Vicary se levantó trabajosamente del blando y hundido sofá.

– Sí los espías logran su objetivo, muy bien puede ocurrir que perdamos la guerra.

– Bueno, entonces haremos algo, Alfred.

– Gracias, sir Basil. Desde luego, eso parece más sensato.

16

Londres

Desde Hyde Park se trasladaron en taxi a Earl’s Court. Pagaron y despidieron al taxista a cuatrocientos metros del piso de Catherine. Durante el corto trayecto a pie volvieron sobre sus pasos dos veces y la muchacha fingió una falsa llamada telefónica desde una cabina. No los seguían. La señora Hodges, la casera, estaba en portal cuando llegaron. Catherine enlazó su brazo con el de Neumann. La señora Hodges les disparó una mirada de desaprobación mientras empezaban a subir la escalera.

Catherine era reacia a llevarle a su piso. Había protegido celosamente su paradero y se negaba a dar su dirección en Berlín. Lo último que le hacía falta era que un agente que huía del MI-5 se presentara a media noche y llamara a su puerta. Pero una reunión en público era de todo punto imposible; tenían muchas cosas que tratar y hacerlo en un café o en una estación de ferrocarril era peligroso. Observó a Neumann mientras le enseñaba el piso. Su andares precisos y su economía de gestos indicaron a Catherine que aquel hombre había sido militar en otro tiempo. Su inglés era impecable. Saltaba a la vista que Vogel lo eligió cuidadosamente. Al menos no le enviaba ningún aficionado para que la informase. En el salón, Neumann se fue a la ventana, apartó los visillos y lanzó una mirada a la calle.

– Incluso aunque estuviesen ahí, jamás los localizarías -dijo Catherine, al tiempo que tomaba asiento.

– Ya lo sé, pero me siento mejor si echo un vistazo. -Neumann se apartó de la ventana-. Ha sido un día muy largo. Me vendría bien una taza de té.

– Todo lo que necesitas está en la cocina. Sírvete tú mismo. Neumann puso agua a hervir en el hornillo y volvió al salón.

– ¿Cómo te llamas? -le preguntó Catherine-. Tu verdadero nombre.

– Horst Neumann.

– Eres militar. O al menos lo fuiste. ¿Qué graduación?

– Soy teniente.

Catherine sonrió.

– Vaya, pues la mía es más alta.

– Sí, lo sé: comandante.

– ¿Cuál es tu nombre de cobertura?

– James Porter.

– Déjame ver tu documentación.

Neumann se la tendió. Catherine la examinó atentamente. Era una falsificación excelente.

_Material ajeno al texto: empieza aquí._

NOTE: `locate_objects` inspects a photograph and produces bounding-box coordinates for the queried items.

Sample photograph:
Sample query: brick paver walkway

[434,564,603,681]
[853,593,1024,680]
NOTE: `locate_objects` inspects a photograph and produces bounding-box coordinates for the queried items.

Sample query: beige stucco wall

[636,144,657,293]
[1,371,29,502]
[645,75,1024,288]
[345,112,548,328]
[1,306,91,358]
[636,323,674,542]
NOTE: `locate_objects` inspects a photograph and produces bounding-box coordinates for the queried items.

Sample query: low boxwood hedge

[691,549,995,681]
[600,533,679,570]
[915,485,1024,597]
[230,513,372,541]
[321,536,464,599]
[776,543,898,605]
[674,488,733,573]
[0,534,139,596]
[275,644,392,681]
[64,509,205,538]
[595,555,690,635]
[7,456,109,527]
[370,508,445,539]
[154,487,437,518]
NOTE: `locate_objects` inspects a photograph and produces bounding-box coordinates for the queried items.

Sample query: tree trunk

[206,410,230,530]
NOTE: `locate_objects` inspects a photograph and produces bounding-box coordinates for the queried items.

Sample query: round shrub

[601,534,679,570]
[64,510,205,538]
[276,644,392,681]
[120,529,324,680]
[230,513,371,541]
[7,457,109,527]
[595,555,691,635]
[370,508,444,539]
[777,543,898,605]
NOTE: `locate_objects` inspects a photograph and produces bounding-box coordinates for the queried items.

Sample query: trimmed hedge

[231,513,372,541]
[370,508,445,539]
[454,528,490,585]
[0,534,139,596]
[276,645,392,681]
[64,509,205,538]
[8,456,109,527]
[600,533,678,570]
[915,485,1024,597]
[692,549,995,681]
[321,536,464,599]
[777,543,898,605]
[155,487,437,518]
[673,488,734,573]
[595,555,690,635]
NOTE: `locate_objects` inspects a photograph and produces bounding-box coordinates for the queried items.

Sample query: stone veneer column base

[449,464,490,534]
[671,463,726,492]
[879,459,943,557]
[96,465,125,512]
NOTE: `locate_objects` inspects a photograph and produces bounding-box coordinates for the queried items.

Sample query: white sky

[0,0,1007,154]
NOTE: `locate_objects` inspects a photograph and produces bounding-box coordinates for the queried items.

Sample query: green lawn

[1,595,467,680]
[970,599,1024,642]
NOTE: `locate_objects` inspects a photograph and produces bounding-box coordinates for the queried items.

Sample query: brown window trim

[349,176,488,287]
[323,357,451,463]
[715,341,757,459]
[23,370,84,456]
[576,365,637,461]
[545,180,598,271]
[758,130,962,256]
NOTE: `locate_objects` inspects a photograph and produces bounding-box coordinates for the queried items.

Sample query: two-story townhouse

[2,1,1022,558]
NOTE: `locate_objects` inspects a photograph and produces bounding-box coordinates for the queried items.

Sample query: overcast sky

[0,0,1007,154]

– Muy buena -dijo la muchacha-. Pero enséñala sólo cuando sea absolutamente imprescindible. ¿Tu tapadera?

– Resulté herido en Dunkerque y quedé inválido para el ejército. Ahora soy viajante de comercio.

– ¿Dónde resides?

– En la costa de Norfolk, en un pueblo llamado Hampton Sands. Vogel tiene allí un agente cuyo nombre es Sean Dogherty. Un simpatizante del IRA que lleva una granja.

– ¿Cómo entraste en el país?

– En paracaídas.

– Muy impresionante -afirmó Catherine, sincera-. ¿Y Dogherty te acogió? ¿Te estaba esperando?

– Sí.

– ¿Vogel se puso en contacto con él por radio?

– Eso supongo, sí.

– Lo que significa que el MI-5 te anda buscando.

– Me parece que localicé a dos de sus hombres en la calle Liverpool.

– Resulta lógico. Desde luego, estarán vigilando las estaciones. -Encendió un cigarrillo-. Tu inglés es excelente. ¿Dónde lo aprendiste?

Mientras Neumann refería su historia, Catherine le observó atentamente por primera vez. Era bajo y de sobria constitución; muy bien pudo haber sido un atleta en otra época, un gimnasta o un tenista. Tenía el pelo moreno y los ojos de un azul penetrante. Resultaba obvio que era inteligente, no se trataba de uno de aquellos imbéciles que había visto en la escuela de espías de la Abwehren Berlín. Dudaba de que hubiese estado alguna vez como agente tras las líneas enemigas, pero no daba muestras de nerviosismo. Le formuló unas cuantas preguntas más antes de disponerse a escuchar lo que él tenía que decirle.